A function is an increasing function when the first derivative of that function is greater than zero. Now, the given function is an increasing function so the first derivative of this function must be greater than 0. First of all take the derivative of that function with respect to x and then that derivative of the function is greater than 0 and solve the inequality to get the value of “a”.

Complete step-by-step answer :
The function given in the question is:
$f\left( x \right)=a{{x}^{3}}-9a{{x}^{2}}+9x+25$
It is also given that the above function is an increasing function for all the real values.
We know that whenever a function is an increasing function then the first derivative of that function is greater than 0 so taking derivative of the given function we get,
$\begin{aligned} & f\left( x \right)=a{{x}^{3}}-9a{{x}^{2}}+9x+25 \\\ & \Rightarrow f'\left( x \right)=a\left( \dfrac{d{{x}^{3}}}{dx} \right)-9a\left( \dfrac{d{{x}^{2}}}{dx} \right)+9\left( \dfrac{dx}{dx} \right)+\dfrac{d\left( 25 \right)}{dx} \\\ \end{aligned}$
We know that:
$\begin{aligned} & \dfrac{d{{x}^{3}}}{dx}=3{{x}^{2}} \\\ & \dfrac{d{{x}^{2}}}{dx}=2x \\\ & \dfrac{dx}{dx}=1 \\\ & \dfrac{d\left( \text{constant} \right)}{dx}=0 \\\ \end{aligned}$
Substituting the above derivatives in the derivative of f(x) we get,
$\begin{aligned} & f'\left( x \right)=a\left( 3{{x}^{2}} \right)-9a\left( 2x \right)+9\left( 1 \right)+0 \\\ & \Rightarrow f'\left( x \right)=3a{{x}^{2}}-18ax+9 \\\ \end{aligned}$
Now, function is an increasing function so:
$\begin{aligned} & f'\left( x \right)>0 \\\ & \Rightarrow 3a{{x}^{2}}-18ax+9>0 \\\ \end{aligned}$
The above inequality holds when the discriminant of the quadratic in x is less than 0.
Let us assume a quadratic expression in x:
$a{{x}^{2}}+bx+c$
Discriminant (or D) for the above quadratic expression is:
$D={{b}^{2}}-4ac$
Now, comparing the assumed quadratic expression with the above quadratic expression i.e. $3a{{x}^{2}}-18ax+9$ the discriminant for this quadratic expression is:
$\begin{aligned} & D={{\left( -18a \right)}^{2}}-4\left( 3a \right)\left( 9 \right) \\\ & \Rightarrow D={{\left( 18 \right)}^{2}}{{a}^{2}}-4\left( 27a \right) \\\ \end{aligned}$
Taking 9a as common from the right hand side of the above equation we get,
$D=9a\left( 36a-12 \right)$
In the above expression, we take 12 also common.
$D=9a\left( 12 \right)\left( 3a-1 \right)$
Now, this whole expression is less than 0.
$D=9a\left( 12 \right)\left( 3a-1 \right)<0$
Solving the above inequality we have,
The critical points of the expression $9a\left( 12 \right)\left( 3a-1 \right)$ are:
$\begin{aligned} & a=0, \\\ & 3a-1=0 \\\ \end{aligned}$
$\Rightarrow a=\dfrac{1}{3}$
Now, plotting the critical points on the number line then we will find that between $a=0$ and $a=\dfrac{1}{3}$ the D becomes negative. While when “a” is greater than $\dfrac{1}{3}$ then D becomes positive because both $a\And \left( 3a-1 \right)$ is positive and when “a” is less than 0 then also D becomes positive because then both $a\And \left( 3a-1 \right)$ individually becomes negative and their multiplication has become positive.
We are showing the above inequalities on the graph.

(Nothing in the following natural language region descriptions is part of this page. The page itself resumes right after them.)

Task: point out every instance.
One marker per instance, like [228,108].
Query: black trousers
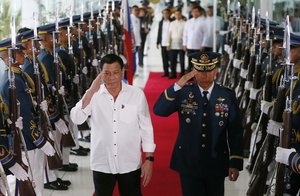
[196,186]
[129,184]
[173,55]
[190,58]
[166,59]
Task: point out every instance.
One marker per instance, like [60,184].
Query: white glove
[61,126]
[19,172]
[282,155]
[237,63]
[248,85]
[274,127]
[84,70]
[48,149]
[95,62]
[19,123]
[44,105]
[76,79]
[265,106]
[253,93]
[61,91]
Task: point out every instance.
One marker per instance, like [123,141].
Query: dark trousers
[196,186]
[173,55]
[166,59]
[190,58]
[129,184]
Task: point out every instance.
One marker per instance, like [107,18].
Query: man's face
[112,75]
[178,15]
[205,79]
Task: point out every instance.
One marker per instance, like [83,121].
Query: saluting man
[209,143]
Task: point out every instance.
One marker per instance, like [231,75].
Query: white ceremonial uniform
[119,129]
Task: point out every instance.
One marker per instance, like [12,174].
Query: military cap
[6,44]
[48,28]
[205,61]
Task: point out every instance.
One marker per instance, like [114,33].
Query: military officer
[209,143]
[34,138]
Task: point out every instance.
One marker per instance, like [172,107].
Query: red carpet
[164,182]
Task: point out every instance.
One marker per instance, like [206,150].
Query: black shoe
[55,185]
[68,168]
[73,164]
[64,182]
[84,149]
[78,152]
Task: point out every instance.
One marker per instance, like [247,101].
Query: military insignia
[221,123]
[189,105]
[187,120]
[221,99]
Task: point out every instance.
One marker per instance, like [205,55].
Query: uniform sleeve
[235,136]
[166,103]
[146,125]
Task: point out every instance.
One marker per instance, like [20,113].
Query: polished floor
[82,184]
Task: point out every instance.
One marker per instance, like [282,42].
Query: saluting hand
[185,78]
[233,174]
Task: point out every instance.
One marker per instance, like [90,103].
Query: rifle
[54,162]
[4,179]
[67,139]
[282,175]
[25,187]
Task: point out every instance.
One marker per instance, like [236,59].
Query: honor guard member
[209,143]
[46,60]
[285,155]
[6,153]
[67,65]
[34,138]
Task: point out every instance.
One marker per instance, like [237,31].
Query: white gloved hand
[76,79]
[48,149]
[84,70]
[282,155]
[44,105]
[274,127]
[265,106]
[61,126]
[61,91]
[95,62]
[253,93]
[19,172]
[19,123]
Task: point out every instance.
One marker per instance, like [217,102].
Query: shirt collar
[103,89]
[208,90]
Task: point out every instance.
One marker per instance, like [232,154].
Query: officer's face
[112,75]
[205,79]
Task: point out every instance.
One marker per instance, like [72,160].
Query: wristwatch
[150,158]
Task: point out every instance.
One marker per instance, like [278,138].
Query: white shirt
[165,31]
[175,34]
[208,41]
[194,32]
[119,129]
[136,24]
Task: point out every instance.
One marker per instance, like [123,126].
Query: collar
[209,90]
[103,89]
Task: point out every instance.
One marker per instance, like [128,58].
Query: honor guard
[209,143]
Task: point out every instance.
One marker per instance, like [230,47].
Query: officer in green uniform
[209,143]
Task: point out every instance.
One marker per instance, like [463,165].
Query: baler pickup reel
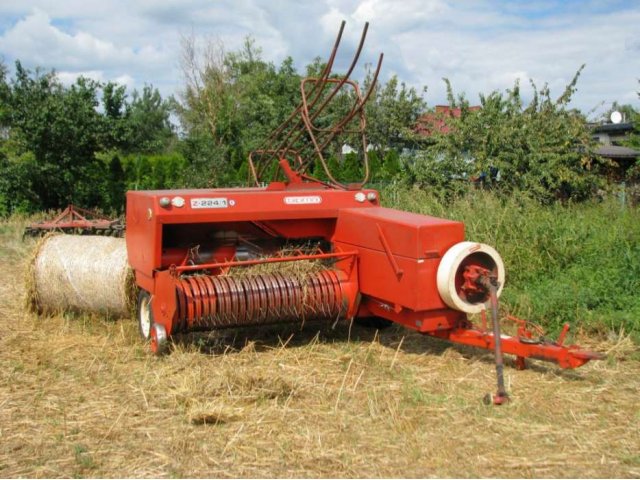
[191,250]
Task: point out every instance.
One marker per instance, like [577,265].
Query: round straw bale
[87,274]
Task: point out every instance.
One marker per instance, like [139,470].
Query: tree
[544,148]
[392,114]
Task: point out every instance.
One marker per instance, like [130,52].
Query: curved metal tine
[346,76]
[338,129]
[325,74]
[339,85]
[358,107]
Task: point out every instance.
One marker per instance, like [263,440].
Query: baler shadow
[290,336]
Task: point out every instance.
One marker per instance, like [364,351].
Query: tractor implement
[195,253]
[78,221]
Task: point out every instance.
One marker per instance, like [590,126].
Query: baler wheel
[145,315]
[159,341]
[378,323]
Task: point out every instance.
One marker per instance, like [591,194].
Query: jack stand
[501,397]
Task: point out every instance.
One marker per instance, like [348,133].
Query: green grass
[576,263]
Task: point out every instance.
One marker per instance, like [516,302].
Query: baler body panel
[405,274]
[287,212]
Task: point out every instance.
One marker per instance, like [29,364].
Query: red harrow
[78,221]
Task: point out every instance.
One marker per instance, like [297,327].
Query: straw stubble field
[81,397]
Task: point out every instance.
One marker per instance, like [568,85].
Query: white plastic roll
[448,268]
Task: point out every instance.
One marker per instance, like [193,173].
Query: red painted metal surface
[78,220]
[186,247]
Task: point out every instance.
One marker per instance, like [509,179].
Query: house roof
[436,122]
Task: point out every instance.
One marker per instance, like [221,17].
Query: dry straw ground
[81,397]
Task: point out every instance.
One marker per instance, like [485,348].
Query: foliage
[230,104]
[543,148]
[52,137]
[392,113]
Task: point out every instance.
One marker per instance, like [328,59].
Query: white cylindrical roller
[449,277]
[81,273]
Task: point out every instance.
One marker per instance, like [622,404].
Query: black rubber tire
[374,322]
[144,315]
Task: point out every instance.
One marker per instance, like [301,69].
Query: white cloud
[480,45]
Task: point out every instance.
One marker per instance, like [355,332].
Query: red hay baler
[415,270]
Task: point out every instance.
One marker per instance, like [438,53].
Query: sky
[480,45]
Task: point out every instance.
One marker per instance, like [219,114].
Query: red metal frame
[74,218]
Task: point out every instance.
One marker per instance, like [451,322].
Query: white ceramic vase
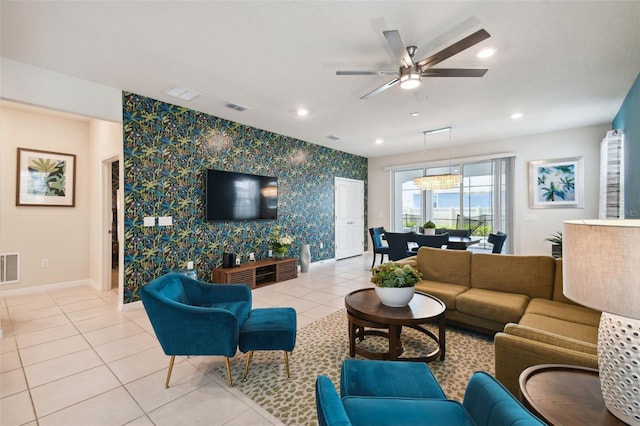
[395,297]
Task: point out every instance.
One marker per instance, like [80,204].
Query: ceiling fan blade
[382,88]
[455,48]
[394,72]
[454,72]
[398,48]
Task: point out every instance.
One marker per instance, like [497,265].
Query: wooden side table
[565,395]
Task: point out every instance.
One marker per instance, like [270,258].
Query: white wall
[59,234]
[532,226]
[36,86]
[77,252]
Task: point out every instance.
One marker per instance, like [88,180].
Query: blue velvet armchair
[190,317]
[486,403]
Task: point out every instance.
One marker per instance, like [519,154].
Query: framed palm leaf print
[45,178]
[556,183]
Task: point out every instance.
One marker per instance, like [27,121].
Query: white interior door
[349,202]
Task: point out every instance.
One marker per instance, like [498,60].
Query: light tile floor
[70,357]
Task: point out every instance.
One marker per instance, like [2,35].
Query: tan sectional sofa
[518,297]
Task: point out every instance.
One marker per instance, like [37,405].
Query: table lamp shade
[601,270]
[601,265]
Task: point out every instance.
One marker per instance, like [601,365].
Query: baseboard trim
[131,306]
[44,287]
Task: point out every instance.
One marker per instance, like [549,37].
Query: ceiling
[561,64]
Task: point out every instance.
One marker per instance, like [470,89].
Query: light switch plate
[165,221]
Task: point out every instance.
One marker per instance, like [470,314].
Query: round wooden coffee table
[368,317]
[565,395]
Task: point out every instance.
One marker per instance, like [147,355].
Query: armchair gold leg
[229,378]
[173,358]
[286,363]
[246,366]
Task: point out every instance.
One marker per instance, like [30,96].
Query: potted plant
[429,228]
[279,242]
[395,284]
[556,241]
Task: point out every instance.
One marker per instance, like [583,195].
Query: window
[482,203]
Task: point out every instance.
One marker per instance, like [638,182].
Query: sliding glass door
[482,203]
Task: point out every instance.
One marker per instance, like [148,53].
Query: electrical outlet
[165,221]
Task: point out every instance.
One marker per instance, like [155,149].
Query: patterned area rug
[323,345]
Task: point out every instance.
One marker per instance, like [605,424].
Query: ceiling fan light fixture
[410,80]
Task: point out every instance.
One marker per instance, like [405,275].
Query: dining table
[455,243]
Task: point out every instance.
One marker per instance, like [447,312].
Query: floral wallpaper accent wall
[167,148]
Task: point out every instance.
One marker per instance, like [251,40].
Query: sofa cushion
[446,266]
[493,305]
[551,338]
[529,275]
[360,377]
[564,311]
[443,291]
[586,333]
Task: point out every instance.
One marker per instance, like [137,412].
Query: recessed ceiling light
[485,53]
[181,93]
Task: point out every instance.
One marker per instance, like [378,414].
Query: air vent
[181,93]
[9,268]
[236,106]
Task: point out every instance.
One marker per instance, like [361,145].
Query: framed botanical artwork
[556,183]
[45,178]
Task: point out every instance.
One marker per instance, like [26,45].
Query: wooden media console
[257,273]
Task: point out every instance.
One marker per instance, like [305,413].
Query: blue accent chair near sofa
[380,393]
[190,317]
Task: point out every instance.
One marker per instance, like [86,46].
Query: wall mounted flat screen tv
[240,196]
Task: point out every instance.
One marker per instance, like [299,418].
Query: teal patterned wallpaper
[166,150]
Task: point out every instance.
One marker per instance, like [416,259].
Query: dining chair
[378,247]
[464,233]
[398,244]
[435,241]
[497,240]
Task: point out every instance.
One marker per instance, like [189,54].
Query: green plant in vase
[279,242]
[395,284]
[556,244]
[393,275]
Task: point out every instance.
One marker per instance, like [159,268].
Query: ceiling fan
[410,73]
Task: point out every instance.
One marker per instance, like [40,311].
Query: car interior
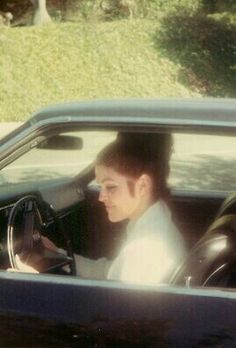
[66,209]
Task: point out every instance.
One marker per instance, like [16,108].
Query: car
[47,187]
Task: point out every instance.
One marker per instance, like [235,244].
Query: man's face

As you can see from the above graph, that region between A and B that we have shown by “h” is the interval between 0 and $\dfrac{1}{3}$ in which D is negative and is the required solution.
The way we are showing the solutions of “a” as follows:
$0 < a< \dfrac{1}{3}$

Note : In finding the range of values of “a”, we are not including the value 0 and $\dfrac{1}{3}$ so in the haste of solving the question you might include these values. This is a very common problem so in competitive exams also in order to confuse you they will give you options in which 0 or $\dfrac{1}{3}$ is included so be careful while writing the range of solutions of “a”.